Taremi, Evanilson e a misericórdia

Misericórdia é algo que nos remete para tempos medievais onde se clamava e suplicava pela mesma aos executores. E ainda que tenha essa componente mais épica, a misericórdia será necessária em bem mais do que isso. Diria eu que a falta de misericórdia pode ser também tirar uma foto de alguém e julgar esse alguém só a partir dessa imagem. Nos tempos que correm está mais em voga dizer que se criam rótulos, que se objetifica, mas a parte principal desse negativo processo é a falta de misericórdia. Algo que existe pela pouca apetência, talento, vontade e crença do Mundo em transcender algo visto como negativo ou inferior. Pensemos bem, se soubéssemos como resolver um problema esse deixaria de o ser, e à partida não haveria mau ou bom se não houvesse problemas. Algo mau poderia transformar-se em algo bom e, como tal, tais designações cairiam em desuso. Alguma coisa é o que é e pode ser ainda mais do que é agora. Mas, como em quase tudo na vida, o futebol não escapa à falta de misericórdia. E nele a um jogador que não cumpra as exigências, ou as expectativas, não lhe chegará clamar ou suplicar por misericórdia. Imediatamente dará lugar a outro que as cumpra ou que, pelo menos, pareça que as possa cumprir.



No caso do FC Porto há muito que se debate a dualidade criação/destruição. Sabemos da escolha primordial de Sérgio Conceição em ter uma equipa intensa e que consiga sufocar adversários a campo inteiro. Como sabemos também que essa escolha vem acompanhada de um handicap na criação. E essas escolhas (legítimas) são bastante notórias na escolha dos avançados que jogaram ou jogam nas equipas que Conceição montou no Olival. Não precisamos de recordar as discussões sobre Marega, mas podemos lembrar também Soares ou Toni Martínez – que revelam esse mesmo handicap entre a intensidade defensiva e a criação ofensiva. Aqui, talvez Aboubakar e Taremi fujam um pouco a esse perfil. Mas falando no presente, e por consequência, falando em Taremi, o iraniano consegue, de facto, ter outra participação no jogo ofensivo da equipa. Mas a competência do 9 azul-e-branco chegará para equilibrar essa dualidade?

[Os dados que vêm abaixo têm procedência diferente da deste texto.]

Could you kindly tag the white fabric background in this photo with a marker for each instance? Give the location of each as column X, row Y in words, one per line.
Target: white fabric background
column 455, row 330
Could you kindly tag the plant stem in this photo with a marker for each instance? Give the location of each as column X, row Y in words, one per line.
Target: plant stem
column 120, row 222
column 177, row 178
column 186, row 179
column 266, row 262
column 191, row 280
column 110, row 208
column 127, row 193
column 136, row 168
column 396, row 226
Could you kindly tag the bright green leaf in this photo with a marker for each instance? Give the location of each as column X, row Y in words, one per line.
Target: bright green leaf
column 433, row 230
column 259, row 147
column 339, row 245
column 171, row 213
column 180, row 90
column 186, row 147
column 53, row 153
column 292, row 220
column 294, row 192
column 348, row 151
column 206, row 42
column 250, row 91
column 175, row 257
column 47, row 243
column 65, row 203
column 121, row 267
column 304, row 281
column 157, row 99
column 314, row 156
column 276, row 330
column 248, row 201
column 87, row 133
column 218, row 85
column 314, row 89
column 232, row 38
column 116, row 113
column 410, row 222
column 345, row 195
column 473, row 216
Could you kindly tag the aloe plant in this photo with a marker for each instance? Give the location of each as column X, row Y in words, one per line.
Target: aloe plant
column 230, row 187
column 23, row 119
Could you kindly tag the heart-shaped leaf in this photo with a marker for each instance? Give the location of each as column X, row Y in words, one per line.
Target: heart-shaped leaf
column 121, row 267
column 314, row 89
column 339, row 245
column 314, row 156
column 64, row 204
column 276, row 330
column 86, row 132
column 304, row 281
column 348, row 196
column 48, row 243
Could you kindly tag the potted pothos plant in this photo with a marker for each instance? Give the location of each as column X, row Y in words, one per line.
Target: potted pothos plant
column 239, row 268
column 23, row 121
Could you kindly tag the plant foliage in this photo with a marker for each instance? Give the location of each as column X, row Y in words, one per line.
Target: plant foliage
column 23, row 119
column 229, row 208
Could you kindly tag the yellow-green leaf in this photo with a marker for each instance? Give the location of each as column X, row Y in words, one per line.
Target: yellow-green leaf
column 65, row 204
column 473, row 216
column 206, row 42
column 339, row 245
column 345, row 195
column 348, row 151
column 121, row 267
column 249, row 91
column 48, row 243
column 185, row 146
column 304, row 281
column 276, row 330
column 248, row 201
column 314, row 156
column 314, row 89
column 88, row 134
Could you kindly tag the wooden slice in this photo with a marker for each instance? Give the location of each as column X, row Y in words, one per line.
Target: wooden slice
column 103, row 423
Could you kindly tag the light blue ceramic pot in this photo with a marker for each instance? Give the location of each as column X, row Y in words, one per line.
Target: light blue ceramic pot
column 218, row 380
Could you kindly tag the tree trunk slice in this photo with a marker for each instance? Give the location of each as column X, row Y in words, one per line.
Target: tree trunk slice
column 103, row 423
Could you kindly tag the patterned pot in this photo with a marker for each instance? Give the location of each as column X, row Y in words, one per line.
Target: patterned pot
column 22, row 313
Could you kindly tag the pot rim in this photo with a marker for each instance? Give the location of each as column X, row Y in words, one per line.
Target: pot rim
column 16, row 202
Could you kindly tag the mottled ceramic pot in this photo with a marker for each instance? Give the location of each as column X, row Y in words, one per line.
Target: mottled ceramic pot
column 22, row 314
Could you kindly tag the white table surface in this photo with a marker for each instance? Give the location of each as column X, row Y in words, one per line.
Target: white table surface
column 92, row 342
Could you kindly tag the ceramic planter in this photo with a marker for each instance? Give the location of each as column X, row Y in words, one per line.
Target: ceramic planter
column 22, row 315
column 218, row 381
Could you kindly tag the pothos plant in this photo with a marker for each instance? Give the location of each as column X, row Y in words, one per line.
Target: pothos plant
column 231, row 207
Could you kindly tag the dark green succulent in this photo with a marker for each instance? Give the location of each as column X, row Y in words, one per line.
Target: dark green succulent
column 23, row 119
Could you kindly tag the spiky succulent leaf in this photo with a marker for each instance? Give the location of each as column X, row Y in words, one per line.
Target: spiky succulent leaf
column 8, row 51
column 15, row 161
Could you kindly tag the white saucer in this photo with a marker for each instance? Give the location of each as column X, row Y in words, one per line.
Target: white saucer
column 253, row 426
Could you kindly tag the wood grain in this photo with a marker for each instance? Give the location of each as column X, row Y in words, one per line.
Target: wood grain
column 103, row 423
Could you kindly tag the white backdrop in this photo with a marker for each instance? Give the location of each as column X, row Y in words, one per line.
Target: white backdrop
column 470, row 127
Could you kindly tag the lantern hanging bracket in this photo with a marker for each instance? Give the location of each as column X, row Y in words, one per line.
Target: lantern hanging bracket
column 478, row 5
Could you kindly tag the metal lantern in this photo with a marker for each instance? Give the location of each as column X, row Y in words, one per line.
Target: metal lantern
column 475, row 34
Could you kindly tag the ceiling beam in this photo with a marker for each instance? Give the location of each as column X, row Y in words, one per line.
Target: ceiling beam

E à partida, não em relação a Aboubakar mas aos outros mencionados, Taremi subiu um degrau (ou dois) na criação. Envolve-se melhor, liga melhor com o meio-campo, e assume (quase sempre) as despesas da frente avançada nesse aspecto. E se até aqui não precisa de misericórdia, a coisa complica-se (a meu ver) na definição. E quando falo em definição não me refiro só à finalização mas também ao último passe. E observando Taremi observam-se também lacunas na definição de assistências para golo, ou na definição do último toque (aquele que se quer que beije o cordame). Não é, portanto, um definidor, como não me parece um matador. Quer isto dizer que se deva prescindir dos seus serviços? Aqui é que voltamos à introdução do texto e à necessidade de transcendência que escapa ao futebol (e à maioria das áreas na sociedade). Se não corresponde a tudo o que se espera daquela posição, é para matar, para deitar fora.


E que ferramentas oferece o futebol a quem é competente, ou bom, mas não é excelente? Sim, Taremi é um bom jogador, que realizou uma boa primeira época no Dragão. Mas quando falamos em avançados referência no FC Porto (e não preciso de nomear) todos eles foram excelentes. Não foram só bons. E há a hipótese de Taremi se tornar um deles? Bem, se há [a hipótese] então a misericórdia só servirá para se ter sempre em conta essa mesma hipótese. Não servirá para não reconhecer que o jogador não está ainda no patamar que se deseja. Como se costuma dizer, não se pode curar aquilo que não se pode ver, e de Taremi vêem-se falhas na definição dos lances – principalmente quando eles já cheiram a golo. Algo que intercala, e bem, com jogos onde isso não se nota tanto e onde o golo, ou golos, que consegue mascaram um pouco isso. Mas no geral, para o patamar que o FC Porto exige, o vídeo (não editado) das ações do iraniano neste recente FC Porto-Belenenses dá um cheirinho do que se fala neste texto. Dá um cheirinho também de tudo o que faz de bem (sem bola está num patamar incrível) mas do ponto de vista de uma equipa técnica, e sua análise, não se pode ignorar a tal falta de definição no último terço.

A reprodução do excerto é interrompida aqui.